August 29th, 2010
08:06 PM ET
A fire at the future site of a mosque in Murfreesboro, Tennessee, is under investigation but "you can reasonably make the assumption" that it was arson, an FBI spokesman told CNN Sunday.
"The evidence is being analyzed to see what the origin of the fire was," Keith Moses, an assistant special agent with the FBI in Nashville, told CNN Sunday. "We have to follow the facts."
The fire, which struck early Saturday morning at the future site of the Islamic Center of Murfreesboro, is under investigation by the FBI, the Bureau of Alcohol, Tobacco, Firearms and Explosives and the Rutherford County Sheriff's Office.
The fire consumed an earth mover and damaged three other vehicles, according to Camie Ayash, a spokesperson for the mosque. Ayash said that the Mufreesboro Fire Department told her that the vehicles had been doused with an accelerant.
Accelerants are substances that help start or spread fires.
A call to the Mufreesboro Fire Department on Sunday evening was not answered.
"It really put fear into the community," Ayash said.
"Our children are heartbroken," she said. "When we broke ground a few weeks ago, they could see the new Islamic center as something that was tangible, something that was going to happen."
"Now someone had so much hatred to rip the joy out of their hearts," she said.
The Islamic Center of Murfreesboro has existed in the Murfreesboro area for over a decade, according to its website, and currently meets about a mile from the site of the future mosque.
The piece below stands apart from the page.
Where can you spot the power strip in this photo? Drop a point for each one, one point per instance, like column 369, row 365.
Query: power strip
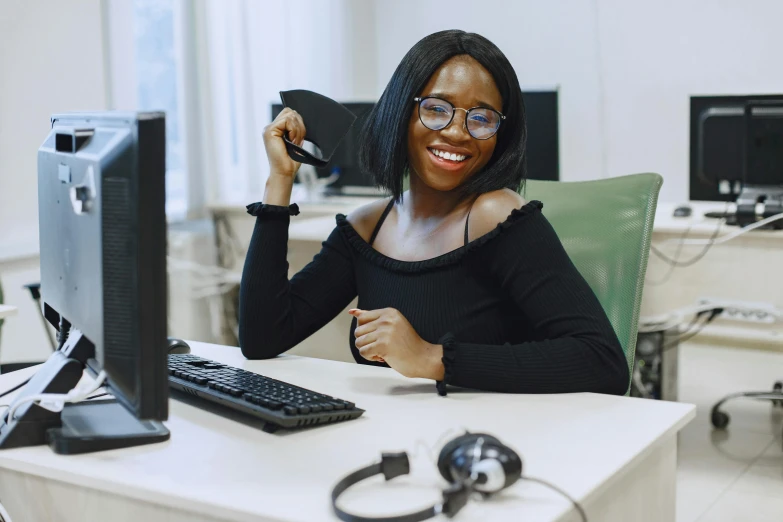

The congregation purchased a 15-acre plot in 2009 and announced plans for a center that will include a mosque, educational facilities, a gym, cemetery, and various recreational areas, including tracks, pavilions and a playground.
The project has provoked controversy in Murfreesboro, about 35 miles southeast of Nashville, and statewide.
In July, several hundred opponents of the mosque staged a march against the project. Some objected to Islam itself, carrying signs like "MOSQUE LEADERS SUPPORT KILLING CONVERTS," while others opposed the project for environmental reasons.
Last month, Tennessee Lt. Gov. Ron Ramsey publicly criticized the project. "You could even argue whether being a Muslim is actually a religion, or is it a nationality, way of life, a cult, whatever you want to call it," Ramsey, then a candidate for Tennessee governor, said at a rally.
Ramsey placed third in Tennessee's Republican primaries earlier this month.